Theodor Diener had a problem. It was in 1967, and he and his colleagues successfully isolated an infectious agent that caused spindle tuber disease in potatoes that destroy crops. But it wasn’t like what they realised. They called it a virus, but it didn’t act like one thing.
It took Diener four years to demonstrate that mystical beings are even simpler than viruses. It is a single “naked” molecule that can infect potato cells and thus reproduce. He suggested calling it a wild. It was the smallest replicating agent ever identified. With a stroke, dinner expanded my understanding of living in the microscope world.
You might think that such a dramatic discovery would, uh, go viral. Almost no one noticed it yet. Apart from several other plant pathologists, the world of science has forgotten much about wilds for half a century. They had never even heard of him in 2020 when Benjamin Lee of the National Center for Biotechnology Information in Bethesda, Maryland, was encouraged to look into Wild.

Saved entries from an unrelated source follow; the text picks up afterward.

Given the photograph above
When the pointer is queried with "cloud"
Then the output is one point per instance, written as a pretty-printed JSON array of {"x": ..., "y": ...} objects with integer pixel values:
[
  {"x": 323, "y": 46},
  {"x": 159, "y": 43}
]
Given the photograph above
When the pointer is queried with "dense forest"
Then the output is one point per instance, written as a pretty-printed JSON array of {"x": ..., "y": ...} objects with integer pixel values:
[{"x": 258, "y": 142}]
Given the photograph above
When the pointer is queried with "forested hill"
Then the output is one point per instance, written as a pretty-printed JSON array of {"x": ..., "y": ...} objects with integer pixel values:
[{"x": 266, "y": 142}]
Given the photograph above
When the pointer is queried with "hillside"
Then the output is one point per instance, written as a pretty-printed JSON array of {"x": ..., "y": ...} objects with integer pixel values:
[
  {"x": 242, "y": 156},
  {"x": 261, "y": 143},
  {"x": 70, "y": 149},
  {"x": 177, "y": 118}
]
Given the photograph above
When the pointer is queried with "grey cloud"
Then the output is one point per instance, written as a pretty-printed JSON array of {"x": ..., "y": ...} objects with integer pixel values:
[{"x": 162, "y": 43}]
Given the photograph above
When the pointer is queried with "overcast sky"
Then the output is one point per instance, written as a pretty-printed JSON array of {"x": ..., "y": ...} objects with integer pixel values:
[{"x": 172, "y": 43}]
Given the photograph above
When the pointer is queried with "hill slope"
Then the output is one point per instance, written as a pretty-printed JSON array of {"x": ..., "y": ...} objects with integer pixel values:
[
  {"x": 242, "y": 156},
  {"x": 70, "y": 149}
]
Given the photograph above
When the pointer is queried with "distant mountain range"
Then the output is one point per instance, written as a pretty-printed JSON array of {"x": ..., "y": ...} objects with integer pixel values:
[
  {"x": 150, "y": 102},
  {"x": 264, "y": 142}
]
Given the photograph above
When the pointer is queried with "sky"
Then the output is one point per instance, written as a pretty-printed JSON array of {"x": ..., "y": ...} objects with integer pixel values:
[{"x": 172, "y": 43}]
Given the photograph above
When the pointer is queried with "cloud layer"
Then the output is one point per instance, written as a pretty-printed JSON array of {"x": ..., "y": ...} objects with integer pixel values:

Since then, there has been an explosion of discovery thanks to Lee and others. Now we know thousands of wilds and violids-like entities, with exotic names such as obelisks, ribojunctions, satellites and more. They appear to be found everywhere in a vast range of organisms and microorganisms. I don’t know what most of them are doing, whether most of them are benign or dangerous. However, these simplest replicators raise basic questions about the meaning of being alive. They can even go back to the origins of…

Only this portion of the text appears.